Долговязый, нескладный в ночной сорочке из батиста, смешной в ночном колпаке, натянутом на лоб, он топтался в дверях. Ни дать, ни взять, пожилой, обремененный заботами супруг явился к молоденькой женушке, рассчитывая, что этой ночью к нему придет кураж — и все получится наилучшим образом.
Спектакль разыгрывался для единственного зрителя — Бригиды.
Сидя у трюмо, полураздетая, она хорошо видела фон Книгге в зеркале. Глаза-льдинки, утиный нос, треугольник подбородка. За поведением «благородного отца» из водевиля скрывался опытный доброжелатель и надежный покровитель. Эминент действительно покровительствовал ей — как считал нужным; и желал добра — в его понимании.
Сейчас он явился без стука, ненавязчиво давая понять: кто в доме хозяин. Зачем он снял не квартиру, а целый особняк на одной из самых дорогих улиц Петербурга, Бригида не знала. Где поселились Бейтс и Ури, она тоже не знала. И откуда в доме взялась прислуга — молчаливая, два-три слова по‑немецки, не более, — нет, не знала и знать не хотела.
Действия
— Ты очень красива, — он сказал это без тени чувства, спокойно, будто обсуждал дорогую коллекционную вазу. — Тебе не надо чернить волосы настоем грецкого ореха. Ни к чему рисовать жилки на висках, чтобы оттенить бледность кожи. Незачем красить губы. В мое время любили пышечек, нынче в цене чахоточные. Ты хороша вне гримас моды. Я рад, что ты не отказала мне в этой поездке.

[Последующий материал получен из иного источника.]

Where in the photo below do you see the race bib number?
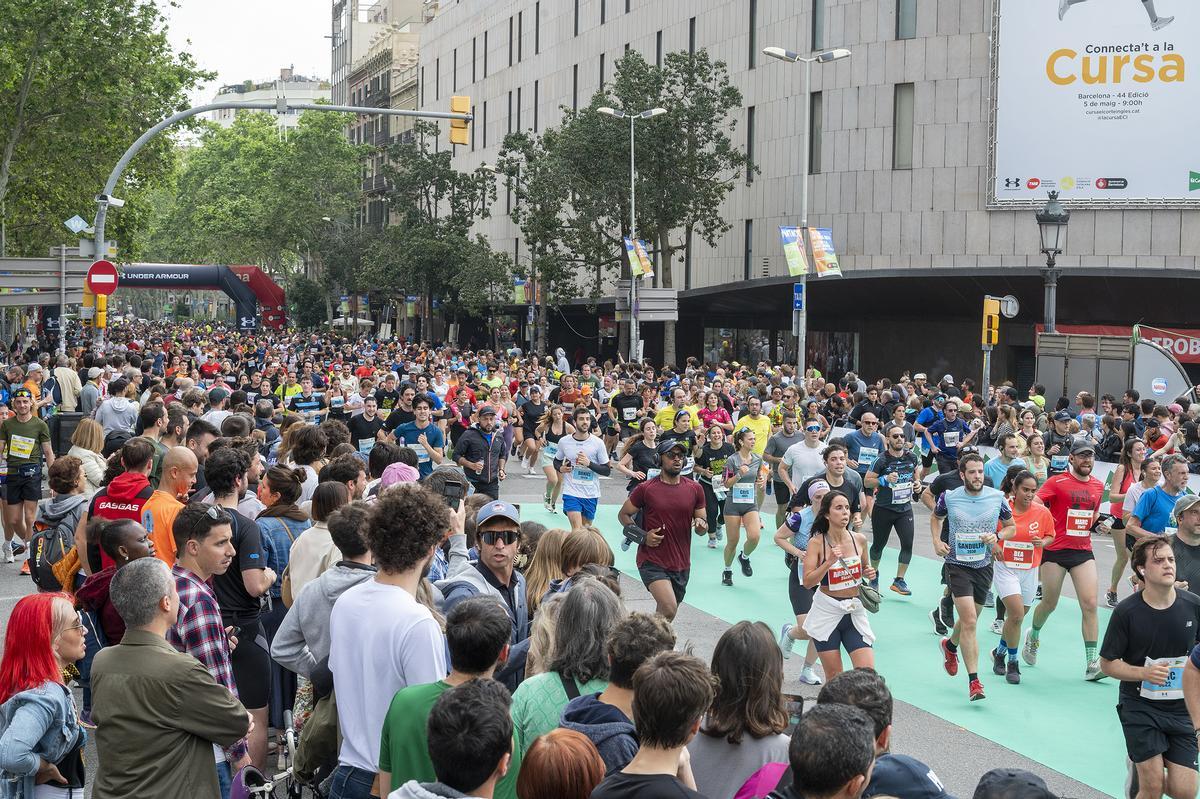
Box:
[1067,507,1093,537]
[1004,541,1033,570]
[829,555,863,591]
[954,533,988,563]
[1140,656,1188,702]
[8,434,34,458]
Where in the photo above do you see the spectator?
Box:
[562,613,676,772]
[389,679,512,799]
[588,652,715,799]
[688,621,788,797]
[92,554,250,799]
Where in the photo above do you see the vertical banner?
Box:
[625,236,642,277]
[809,228,841,277]
[779,224,809,277]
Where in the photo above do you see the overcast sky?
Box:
[156,0,332,106]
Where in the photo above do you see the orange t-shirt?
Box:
[142,491,184,566]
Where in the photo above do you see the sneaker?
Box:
[800,666,821,685]
[991,649,1008,677]
[938,638,959,677]
[929,611,950,636]
[1021,632,1042,666]
[779,624,796,660]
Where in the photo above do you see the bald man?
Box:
[142,446,199,566]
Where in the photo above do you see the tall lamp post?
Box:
[1036,192,1070,332]
[762,47,851,391]
[596,106,667,364]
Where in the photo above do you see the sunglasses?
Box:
[479,530,521,547]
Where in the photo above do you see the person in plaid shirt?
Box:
[167,503,250,798]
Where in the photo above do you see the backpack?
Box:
[29,517,74,591]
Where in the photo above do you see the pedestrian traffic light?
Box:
[983,296,1000,347]
[450,95,470,144]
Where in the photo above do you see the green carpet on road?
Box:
[522,501,1126,797]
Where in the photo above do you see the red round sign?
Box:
[85,260,116,294]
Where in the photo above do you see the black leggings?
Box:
[870,503,913,564]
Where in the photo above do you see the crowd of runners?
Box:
[0,323,1200,799]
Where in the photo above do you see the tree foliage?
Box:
[0,0,212,256]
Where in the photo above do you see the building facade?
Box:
[418,0,1200,380]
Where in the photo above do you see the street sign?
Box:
[84,260,116,295]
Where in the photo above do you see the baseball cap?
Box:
[868,755,955,799]
[475,500,521,527]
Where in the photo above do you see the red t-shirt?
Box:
[629,477,706,571]
[1038,471,1104,552]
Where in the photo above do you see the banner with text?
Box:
[994,0,1200,202]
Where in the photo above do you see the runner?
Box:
[617,440,708,620]
[991,467,1055,685]
[804,491,875,680]
[863,422,924,596]
[554,408,612,530]
[721,427,767,585]
[930,451,1014,702]
[1021,440,1108,681]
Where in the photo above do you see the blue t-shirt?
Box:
[396,422,445,477]
[1133,486,1183,535]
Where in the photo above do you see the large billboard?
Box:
[992,0,1200,205]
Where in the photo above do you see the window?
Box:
[746,0,758,70]
[746,106,755,184]
[892,83,913,169]
[742,220,754,280]
[896,0,917,38]
[811,0,824,50]
[809,91,824,175]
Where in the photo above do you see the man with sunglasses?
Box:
[617,440,708,620]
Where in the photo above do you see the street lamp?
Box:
[1034,192,1070,332]
[596,106,667,364]
[762,47,851,383]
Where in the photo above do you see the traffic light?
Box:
[450,95,470,144]
[983,296,1000,347]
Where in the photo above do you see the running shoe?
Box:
[938,638,959,677]
[800,666,821,685]
[929,611,950,636]
[1021,630,1042,666]
[779,624,796,660]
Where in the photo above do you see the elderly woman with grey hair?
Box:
[512,577,625,753]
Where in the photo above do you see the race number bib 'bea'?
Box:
[1140,655,1188,702]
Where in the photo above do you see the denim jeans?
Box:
[329,765,376,799]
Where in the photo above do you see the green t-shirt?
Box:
[0,416,50,468]
[379,680,522,799]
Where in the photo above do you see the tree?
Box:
[0,0,214,256]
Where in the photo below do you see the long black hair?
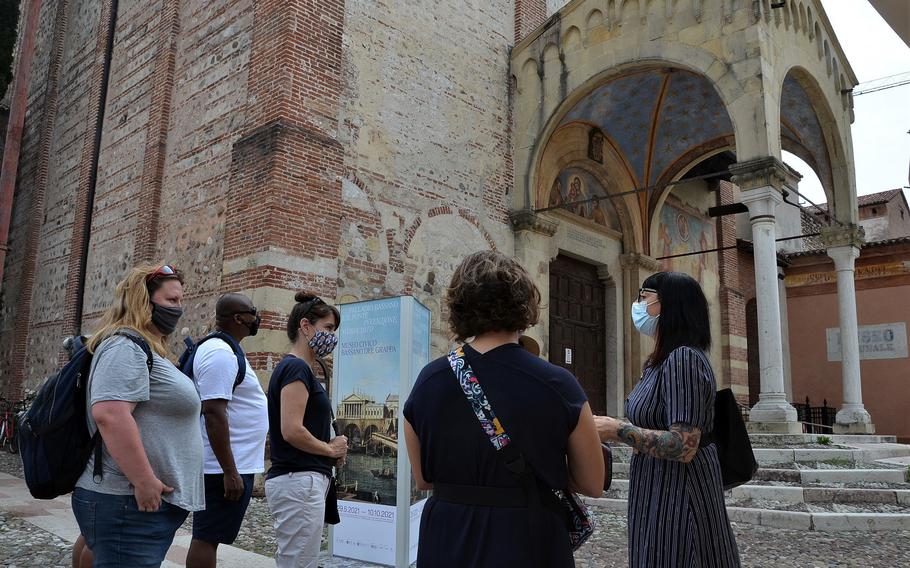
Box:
[641,272,711,366]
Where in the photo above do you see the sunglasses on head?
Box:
[145,264,177,282]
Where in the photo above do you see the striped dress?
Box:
[626,347,740,568]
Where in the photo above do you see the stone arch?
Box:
[585,9,604,30]
[822,38,831,77]
[534,123,641,250]
[815,22,825,54]
[562,26,581,51]
[524,54,748,236]
[618,0,641,26]
[778,65,856,222]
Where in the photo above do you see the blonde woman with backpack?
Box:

«Как будто я могла!» — молча воскликнула Бригида.
Словно подслушав, Эминент улыбнулся:
— Один человек как‑то сказал, что моя любовь слишком требовательна. Дескать, я творю благодеяния с расчетливостью механизма. Не прощаю отказов. И без стеснений беру слишком большую плату. Что ж, допускаю, частично он прав. Но никто не упрекнет меня, что я дарю неполной мерой. Время идти в постель, дитя мое. Воистину сегодня ты прелестней, чем в день нашей первой встречи. Помнишь?
Баронесса кивнула, вставая с пуфа.
По странной прихоти судьбы впервые они встретились там же, где Бригида в первый раз увидела своего будущего мужа, барона Вальдек-Эрмоли, — в Вене, на приеме у князя Меттерниха. После приема был дан бал. Кружились пары, оркестр играл «Deutsch Waltzen», только начавший входить в моду, и сплетники по углам танцевальной залы хихикали, передавая друг другу слова Байрона — в гневе, увидев собственную жену, осмелившуюся на вальс с другим мужчиной, лорд воскликнул:
— О Боже! Здоровенный джентльмен, как гусар, раскачивается с дамой, будто на качелях! При этом они вертятся, подобно двум майским жукам, насаженным на одно шило…
Обычно Эминент не танцевал. Но юная полячка была восхитительна. Раскрасневшись, смеясь, отдаваясь вальсу в объятиях человека много старше ее самой, которого вскоре назовет супругом перед Господом и людьми — чтобы однажды превратить его в самоубийственный, хохочущий перед смертью костер, — Бригида зажгла огонь в давно остывшем сердце фон Книгге.
«Вы не откажете мне, мадмуазель?»
«Вам часто отказывают, мсье?»
«Никогда».
«Самонадеянный ответ. Хорошо, не буду нарушать традицию…»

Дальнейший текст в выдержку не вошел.